Title: Stochastic goal programming model and satisfaction functions for media selection and planning problem
Authors: Belaïd Aouni; Cinzia Colapinto; Davide La Torre
Addresses: Decision Aid Research Group, Laurentian University, Ontario, P3E 2C6, Canada. ' Department of Management, Ca' Foscari University of Venice, Cannaregio 873-30121, Venice, Italy. ' Department of Economics, Management and Quantitative Methods, University of Milan, 7-20122, Milan, Italy
Abstract: In the knowledge society characterised by audience fragmentation and new media consumption, the success of a media campaign relies more on the effectiveness of the chosen media to achieve the desired aspiration levels. A media planner has limited financial resources and aims to get the best return on investment in terms of attention and engagement with potential customers, and at the same time to minimise total costs of advertising and communication. These objectives are conflicting, commensurable and their evaluations are generally stochastic.

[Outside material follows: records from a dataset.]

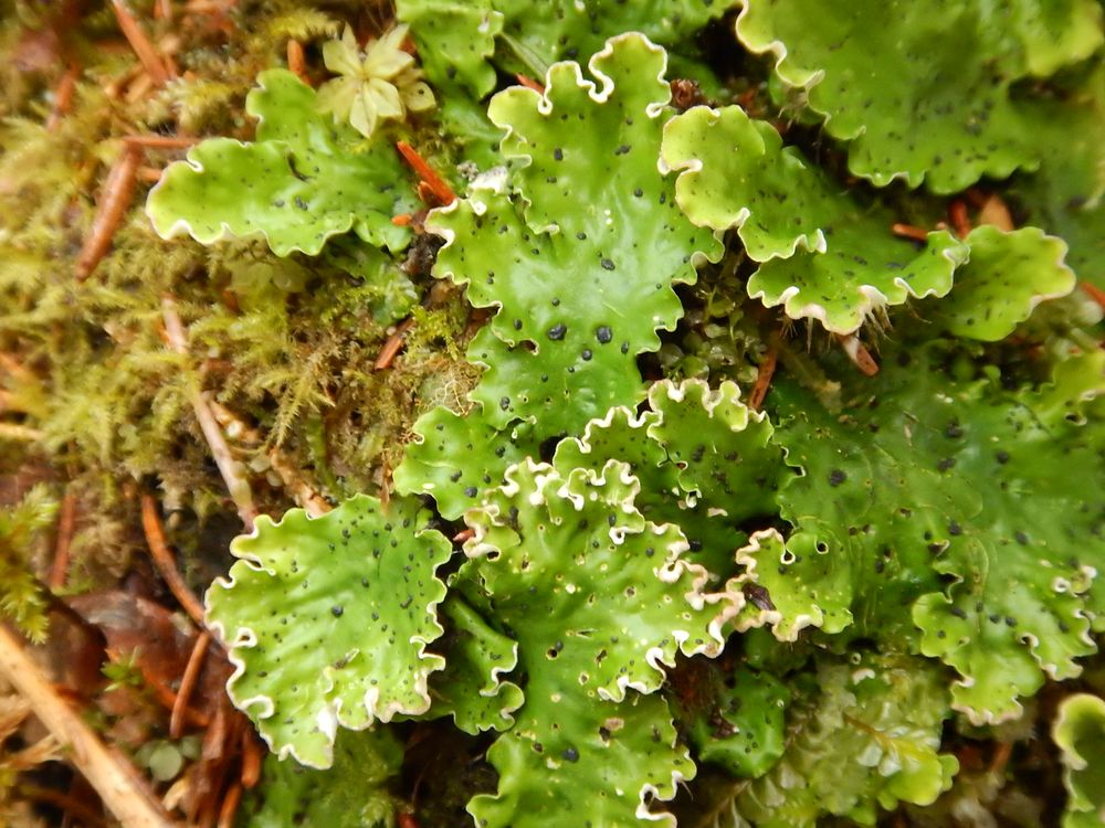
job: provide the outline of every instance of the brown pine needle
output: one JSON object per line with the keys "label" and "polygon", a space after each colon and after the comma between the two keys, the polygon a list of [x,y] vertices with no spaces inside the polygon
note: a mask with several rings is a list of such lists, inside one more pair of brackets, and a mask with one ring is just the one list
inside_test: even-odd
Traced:
{"label": "brown pine needle", "polygon": [[172,593],[177,603],[188,613],[188,616],[196,622],[200,629],[207,628],[207,620],[203,614],[203,605],[196,594],[185,583],[183,576],[177,570],[177,562],[169,551],[169,544],[165,540],[165,529],[161,527],[161,518],[157,513],[157,501],[152,495],[143,492],[141,496],[141,528],[146,533],[146,543],[149,545],[150,554],[154,556],[154,564],[157,566],[161,580],[165,581],[169,592]]}
{"label": "brown pine needle", "polygon": [[134,199],[140,159],[141,152],[138,148],[126,144],[119,157],[115,159],[115,163],[112,164],[107,180],[104,181],[104,185],[99,190],[96,217],[92,222],[92,230],[85,237],[84,246],[76,259],[78,282],[88,278],[101,259],[107,255],[107,248],[112,246],[115,231],[123,222],[123,215]]}
{"label": "brown pine needle", "polygon": [[518,83],[525,86],[527,89],[533,89],[534,92],[540,93],[541,95],[545,94],[545,87],[541,86],[541,84],[537,83],[534,78],[529,77],[528,75],[517,74],[515,75],[515,77],[518,79]]}
{"label": "brown pine needle", "polygon": [[759,411],[764,405],[768,389],[771,388],[771,378],[775,375],[775,368],[779,361],[779,353],[772,347],[764,354],[764,361],[759,364],[759,372],[756,374],[756,384],[753,385],[753,393],[748,397],[748,407]]}
{"label": "brown pine needle", "polygon": [[149,79],[155,86],[162,86],[169,79],[169,71],[165,67],[161,56],[150,43],[149,38],[146,36],[146,32],[138,25],[138,21],[124,6],[123,0],[112,0],[112,9],[115,11],[115,19],[119,22],[119,29],[123,30],[123,36],[127,39],[130,49],[138,55]]}
{"label": "brown pine needle", "polygon": [[210,644],[211,634],[201,629],[196,637],[192,654],[188,657],[188,664],[185,666],[185,675],[180,678],[180,689],[177,690],[177,700],[172,704],[172,714],[169,716],[169,736],[172,739],[180,739],[185,734],[185,711],[188,710]]}
{"label": "brown pine needle", "polygon": [[383,343],[383,348],[380,349],[380,354],[376,358],[376,362],[372,364],[372,369],[376,371],[383,371],[385,369],[391,368],[391,363],[394,362],[396,357],[399,355],[399,350],[403,347],[403,338],[407,336],[407,331],[414,327],[414,320],[411,318],[404,319],[396,328],[396,332],[388,337],[388,341]]}
{"label": "brown pine needle", "polygon": [[456,193],[453,192],[453,188],[433,171],[433,168],[418,153],[417,149],[407,141],[396,141],[396,149],[399,150],[403,160],[407,161],[410,168],[414,170],[418,177],[422,179],[423,183],[436,197],[438,201],[448,206],[456,200]]}
{"label": "brown pine needle", "polygon": [[918,227],[914,224],[892,224],[891,232],[896,236],[902,236],[903,238],[912,238],[915,242],[927,242],[928,231],[924,227]]}
{"label": "brown pine needle", "polygon": [[57,517],[57,540],[54,542],[54,561],[50,569],[51,590],[65,586],[69,575],[70,544],[73,542],[73,531],[76,529],[76,495],[66,491],[62,498],[61,514]]}

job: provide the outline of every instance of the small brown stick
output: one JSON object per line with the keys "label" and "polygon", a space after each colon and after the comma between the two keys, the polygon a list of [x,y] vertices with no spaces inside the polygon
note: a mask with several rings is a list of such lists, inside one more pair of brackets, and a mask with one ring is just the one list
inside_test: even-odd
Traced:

In this paper, we present a stochastic multi-objective approach for media planning decision-making and we propose two different goal programming formulations with satisfaction function based on scenario forecasting and deterministic equivalent. The proposed models will be illustrated through a numerical simulation based on data from the Italian market.
Keywords: media selection; media planning; stochastic programming; multiobjective programming; goal programming; preference modelling; satisfaction function; media campaigns; multicriteria decision making; MCDM; scenario forecasting; deterministic equivalents; numerical simulation; Italy; advertising; communication.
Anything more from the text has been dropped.